Saturday, November 28, 2009

Boulder Hi & Boulder Lo

Behind Pager's house is a lilac garden that Travis created in 1999 in memory of Grandma. Here is Pager standing in the lilac garden in May 2006:

Note Bill's sugarhouse in the background. The thing in the center of the lilac garden is a potash kettle.

The subject of this post is the small building next to the lilac garden. Here are two better photos of the building. The first was taken in June 2000 when the lilac garden was young (and the sun was shining), and the second was taken yesterday (in the rain):


This building has an interesting history. It is currently used for storage. I can remember when we raised chickens in it. During World War II it sat on the hill above the Boyden Farm — Pager says it was intended to be a place where someone could stay to guard the electric power line from saboteurs, but it was never manned. Originally, however, this little building was a tourist cabin at the Big Spring in Smugglers Notch:

The Big Spring is still there, but without any sign or buildings (only a small parking lot). It is opposite the beginning of the Hell Brook Trail. In the 1930s there was a tourist attraction here called Boulder Cabin, and it included tourist cabins. The building behind Pager's house is one of the tourist cabins.

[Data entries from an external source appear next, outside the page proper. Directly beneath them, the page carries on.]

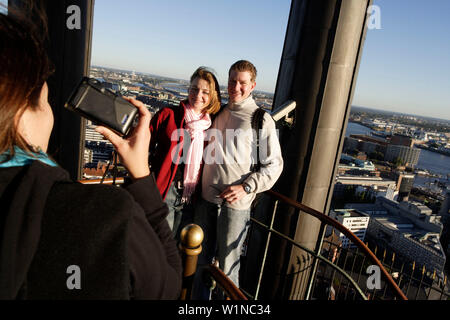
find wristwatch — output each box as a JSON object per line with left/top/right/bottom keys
{"left": 243, "top": 183, "right": 252, "bottom": 194}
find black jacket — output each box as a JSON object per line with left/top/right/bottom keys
{"left": 0, "top": 161, "right": 182, "bottom": 299}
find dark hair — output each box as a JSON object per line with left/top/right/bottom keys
{"left": 229, "top": 60, "right": 257, "bottom": 82}
{"left": 189, "top": 67, "right": 222, "bottom": 115}
{"left": 0, "top": 5, "right": 53, "bottom": 157}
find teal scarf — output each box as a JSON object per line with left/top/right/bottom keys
{"left": 0, "top": 146, "right": 57, "bottom": 168}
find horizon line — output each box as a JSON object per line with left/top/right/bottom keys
{"left": 90, "top": 64, "right": 275, "bottom": 95}
{"left": 90, "top": 65, "right": 448, "bottom": 122}
{"left": 351, "top": 105, "right": 450, "bottom": 123}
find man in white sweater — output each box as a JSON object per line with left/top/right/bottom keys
{"left": 193, "top": 60, "right": 283, "bottom": 298}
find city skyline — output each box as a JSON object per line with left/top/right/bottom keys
{"left": 89, "top": 0, "right": 450, "bottom": 121}
{"left": 92, "top": 64, "right": 450, "bottom": 124}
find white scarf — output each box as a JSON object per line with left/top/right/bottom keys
{"left": 182, "top": 105, "right": 211, "bottom": 202}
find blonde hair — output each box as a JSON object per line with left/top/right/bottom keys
{"left": 190, "top": 67, "right": 222, "bottom": 115}
{"left": 229, "top": 60, "right": 257, "bottom": 83}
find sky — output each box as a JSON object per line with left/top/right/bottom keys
{"left": 0, "top": 0, "right": 6, "bottom": 14}
{"left": 90, "top": 0, "right": 291, "bottom": 93}
{"left": 354, "top": 0, "right": 450, "bottom": 120}
{"left": 2, "top": 0, "right": 449, "bottom": 120}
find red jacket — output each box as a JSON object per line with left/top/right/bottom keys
{"left": 149, "top": 101, "right": 187, "bottom": 200}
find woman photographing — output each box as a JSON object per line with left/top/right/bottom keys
{"left": 0, "top": 9, "right": 181, "bottom": 299}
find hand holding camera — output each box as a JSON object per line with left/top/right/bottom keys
{"left": 65, "top": 78, "right": 151, "bottom": 180}
{"left": 95, "top": 97, "right": 151, "bottom": 180}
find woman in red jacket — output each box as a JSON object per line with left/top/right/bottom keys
{"left": 149, "top": 67, "right": 222, "bottom": 237}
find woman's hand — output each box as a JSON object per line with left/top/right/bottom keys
{"left": 95, "top": 97, "right": 151, "bottom": 180}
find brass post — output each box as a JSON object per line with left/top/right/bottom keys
{"left": 179, "top": 224, "right": 204, "bottom": 300}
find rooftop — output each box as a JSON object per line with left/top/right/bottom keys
{"left": 346, "top": 198, "right": 446, "bottom": 256}
{"left": 374, "top": 216, "right": 415, "bottom": 231}
{"left": 333, "top": 209, "right": 369, "bottom": 218}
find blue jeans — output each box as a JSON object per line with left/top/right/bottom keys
{"left": 165, "top": 181, "right": 193, "bottom": 239}
{"left": 192, "top": 197, "right": 250, "bottom": 299}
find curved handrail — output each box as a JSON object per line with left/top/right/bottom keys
{"left": 77, "top": 180, "right": 246, "bottom": 300}
{"left": 250, "top": 217, "right": 368, "bottom": 300}
{"left": 77, "top": 178, "right": 404, "bottom": 299}
{"left": 252, "top": 218, "right": 367, "bottom": 300}
{"left": 205, "top": 264, "right": 248, "bottom": 300}
{"left": 263, "top": 189, "right": 408, "bottom": 300}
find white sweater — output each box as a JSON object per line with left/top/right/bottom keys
{"left": 201, "top": 96, "right": 284, "bottom": 210}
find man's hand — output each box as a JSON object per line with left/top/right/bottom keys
{"left": 220, "top": 185, "right": 247, "bottom": 204}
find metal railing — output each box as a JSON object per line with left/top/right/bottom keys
{"left": 80, "top": 178, "right": 446, "bottom": 300}
{"left": 362, "top": 242, "right": 449, "bottom": 300}
{"left": 179, "top": 224, "right": 204, "bottom": 300}
{"left": 205, "top": 264, "right": 248, "bottom": 300}
{"left": 78, "top": 178, "right": 245, "bottom": 300}
{"left": 178, "top": 224, "right": 247, "bottom": 301}
{"left": 242, "top": 189, "right": 408, "bottom": 300}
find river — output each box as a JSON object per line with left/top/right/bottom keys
{"left": 345, "top": 121, "right": 450, "bottom": 188}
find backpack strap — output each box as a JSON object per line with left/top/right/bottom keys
{"left": 250, "top": 108, "right": 266, "bottom": 172}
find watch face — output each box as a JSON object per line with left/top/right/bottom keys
{"left": 244, "top": 185, "right": 251, "bottom": 193}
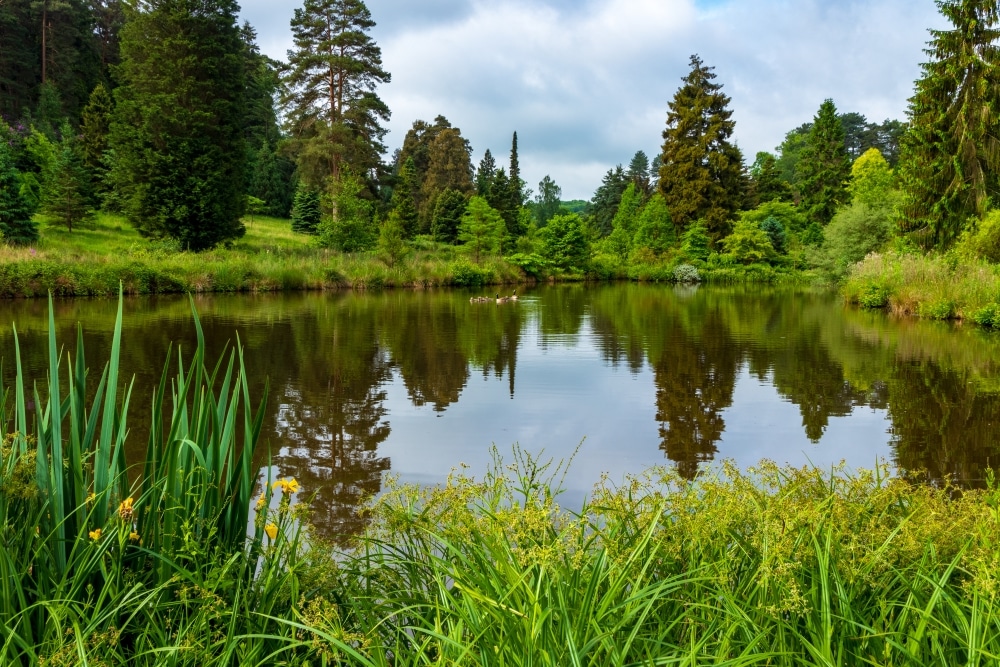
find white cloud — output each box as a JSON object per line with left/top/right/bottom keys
{"left": 241, "top": 0, "right": 946, "bottom": 199}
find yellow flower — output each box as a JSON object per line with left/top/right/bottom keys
{"left": 89, "top": 528, "right": 102, "bottom": 541}
{"left": 255, "top": 493, "right": 266, "bottom": 511}
{"left": 86, "top": 492, "right": 96, "bottom": 505}
{"left": 118, "top": 497, "right": 134, "bottom": 521}
{"left": 272, "top": 477, "right": 300, "bottom": 495}
{"left": 264, "top": 523, "right": 278, "bottom": 540}
{"left": 129, "top": 531, "right": 140, "bottom": 543}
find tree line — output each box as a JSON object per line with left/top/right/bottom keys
{"left": 1, "top": 0, "right": 997, "bottom": 269}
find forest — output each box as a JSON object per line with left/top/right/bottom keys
{"left": 2, "top": 0, "right": 999, "bottom": 318}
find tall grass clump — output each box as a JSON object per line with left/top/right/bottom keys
{"left": 843, "top": 251, "right": 1000, "bottom": 324}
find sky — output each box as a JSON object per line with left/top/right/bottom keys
{"left": 239, "top": 0, "right": 946, "bottom": 200}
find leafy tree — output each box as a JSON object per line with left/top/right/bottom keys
{"left": 798, "top": 98, "right": 851, "bottom": 226}
{"left": 458, "top": 195, "right": 504, "bottom": 263}
{"left": 739, "top": 200, "right": 808, "bottom": 234}
{"left": 245, "top": 195, "right": 266, "bottom": 221}
{"left": 281, "top": 0, "right": 390, "bottom": 189}
{"left": 679, "top": 219, "right": 710, "bottom": 262}
{"left": 759, "top": 216, "right": 788, "bottom": 254}
{"left": 632, "top": 192, "right": 676, "bottom": 257}
{"left": 291, "top": 183, "right": 321, "bottom": 234}
{"left": 110, "top": 0, "right": 247, "bottom": 250}
{"left": 431, "top": 187, "right": 467, "bottom": 243}
{"left": 898, "top": 0, "right": 1000, "bottom": 247}
{"left": 377, "top": 208, "right": 408, "bottom": 267}
{"left": 607, "top": 182, "right": 642, "bottom": 259}
{"left": 721, "top": 219, "right": 773, "bottom": 264}
{"left": 820, "top": 202, "right": 894, "bottom": 272}
{"left": 391, "top": 156, "right": 419, "bottom": 238}
{"left": 659, "top": 54, "right": 745, "bottom": 242}
{"left": 534, "top": 175, "right": 562, "bottom": 226}
{"left": 539, "top": 213, "right": 590, "bottom": 272}
{"left": 748, "top": 151, "right": 792, "bottom": 206}
{"left": 589, "top": 165, "right": 628, "bottom": 237}
{"left": 40, "top": 127, "right": 94, "bottom": 232}
{"left": 849, "top": 148, "right": 897, "bottom": 209}
{"left": 318, "top": 170, "right": 375, "bottom": 251}
{"left": 0, "top": 139, "right": 38, "bottom": 245}
{"left": 775, "top": 122, "right": 812, "bottom": 194}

Pager talks about two tourist cabins: Boulder-Hi and Boulder-Lo. But apparently there was also Boulder-Ette and Boulder-Ite as well as a main building named Boulder Cabin. Here is an advertisement that was reprinted by the Cambridge Historical Society in 2006:

The advertisement does not say so, but Pager says the tourist attraction included a stocked trout pond fed by the Big Spring. Overnight guests could catch their dinner and have it cooked for them. (Confirmed in this book, p. 52.)

Boulder Cabin was run by Pearl Shafer and her husband. Before this area of Smugglers Notch was added to the Mount Mansfield State Forest in 1940, it was owned by L.S. Morse, a Cambridge lumberman and mill owner. Pearl was Mr. Morse's daughter. (The area where Smugglers Notch Resort is located was known as Morses Mill. The building now housing the restaurant Stella Notte was a boarding house for the sawmill workers.)

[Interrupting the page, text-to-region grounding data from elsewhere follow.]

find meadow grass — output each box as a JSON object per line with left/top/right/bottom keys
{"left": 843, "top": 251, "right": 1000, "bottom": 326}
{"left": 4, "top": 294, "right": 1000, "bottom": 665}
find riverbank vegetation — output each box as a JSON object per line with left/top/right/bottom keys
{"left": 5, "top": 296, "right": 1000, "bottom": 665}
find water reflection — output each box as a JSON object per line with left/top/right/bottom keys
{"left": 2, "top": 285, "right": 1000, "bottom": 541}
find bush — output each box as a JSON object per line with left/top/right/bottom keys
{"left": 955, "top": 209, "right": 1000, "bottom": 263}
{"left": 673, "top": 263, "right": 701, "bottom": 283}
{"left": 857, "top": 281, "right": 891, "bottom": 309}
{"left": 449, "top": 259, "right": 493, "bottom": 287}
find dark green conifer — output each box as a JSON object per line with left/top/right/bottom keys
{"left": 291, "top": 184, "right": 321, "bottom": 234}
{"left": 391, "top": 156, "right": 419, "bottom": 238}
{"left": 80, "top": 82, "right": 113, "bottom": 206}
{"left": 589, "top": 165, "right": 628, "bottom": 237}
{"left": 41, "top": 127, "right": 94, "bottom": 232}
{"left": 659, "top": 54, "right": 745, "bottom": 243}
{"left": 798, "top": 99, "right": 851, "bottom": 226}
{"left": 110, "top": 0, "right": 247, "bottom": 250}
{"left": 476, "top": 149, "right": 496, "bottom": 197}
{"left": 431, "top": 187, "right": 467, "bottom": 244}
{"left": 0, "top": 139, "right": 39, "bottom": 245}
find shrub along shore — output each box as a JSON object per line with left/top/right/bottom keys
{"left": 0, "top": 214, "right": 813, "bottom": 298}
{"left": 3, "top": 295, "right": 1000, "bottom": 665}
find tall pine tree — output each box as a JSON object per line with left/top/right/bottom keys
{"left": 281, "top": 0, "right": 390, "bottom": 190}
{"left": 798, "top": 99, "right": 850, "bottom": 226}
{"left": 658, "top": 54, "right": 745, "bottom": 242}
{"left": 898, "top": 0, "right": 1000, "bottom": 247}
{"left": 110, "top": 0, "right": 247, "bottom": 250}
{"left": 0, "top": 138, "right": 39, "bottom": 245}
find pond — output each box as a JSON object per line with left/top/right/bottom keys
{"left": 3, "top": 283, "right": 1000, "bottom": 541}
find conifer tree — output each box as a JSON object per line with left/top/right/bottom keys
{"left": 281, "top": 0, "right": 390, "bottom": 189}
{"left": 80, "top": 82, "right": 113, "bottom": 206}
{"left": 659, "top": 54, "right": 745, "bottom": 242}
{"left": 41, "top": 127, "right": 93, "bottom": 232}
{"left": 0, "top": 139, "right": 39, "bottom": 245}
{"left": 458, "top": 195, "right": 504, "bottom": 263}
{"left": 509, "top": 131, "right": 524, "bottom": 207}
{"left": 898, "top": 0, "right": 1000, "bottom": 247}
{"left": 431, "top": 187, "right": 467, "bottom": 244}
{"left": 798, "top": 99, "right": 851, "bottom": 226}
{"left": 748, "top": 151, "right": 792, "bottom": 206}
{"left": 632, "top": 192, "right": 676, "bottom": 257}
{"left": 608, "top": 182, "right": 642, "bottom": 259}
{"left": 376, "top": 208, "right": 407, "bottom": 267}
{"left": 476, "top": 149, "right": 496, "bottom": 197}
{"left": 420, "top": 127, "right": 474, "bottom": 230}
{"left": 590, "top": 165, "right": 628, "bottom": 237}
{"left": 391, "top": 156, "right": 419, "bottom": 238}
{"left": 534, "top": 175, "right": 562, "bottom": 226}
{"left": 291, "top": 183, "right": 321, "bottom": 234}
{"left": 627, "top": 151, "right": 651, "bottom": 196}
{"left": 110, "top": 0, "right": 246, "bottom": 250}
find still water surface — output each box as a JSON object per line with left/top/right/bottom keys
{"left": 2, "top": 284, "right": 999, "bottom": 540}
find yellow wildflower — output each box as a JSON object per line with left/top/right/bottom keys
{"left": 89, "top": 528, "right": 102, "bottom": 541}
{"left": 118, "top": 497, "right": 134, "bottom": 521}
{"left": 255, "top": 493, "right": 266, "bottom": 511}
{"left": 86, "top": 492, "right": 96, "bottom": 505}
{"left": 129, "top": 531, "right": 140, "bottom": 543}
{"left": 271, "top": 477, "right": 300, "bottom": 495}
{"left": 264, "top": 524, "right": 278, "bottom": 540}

Here is a slightly damaged photo of two of the four tourist cabins at the Big Spring:

On the left is Boulder-Ite, and on the right is Boulder-Lo. Alas, we don't know which one of the four tourist cabins is the one behind Pager's house.

On the back of the building are these 1949 Vermont license plates:

Pager says the cabin came to the farm from the hill near Boydens in 1946.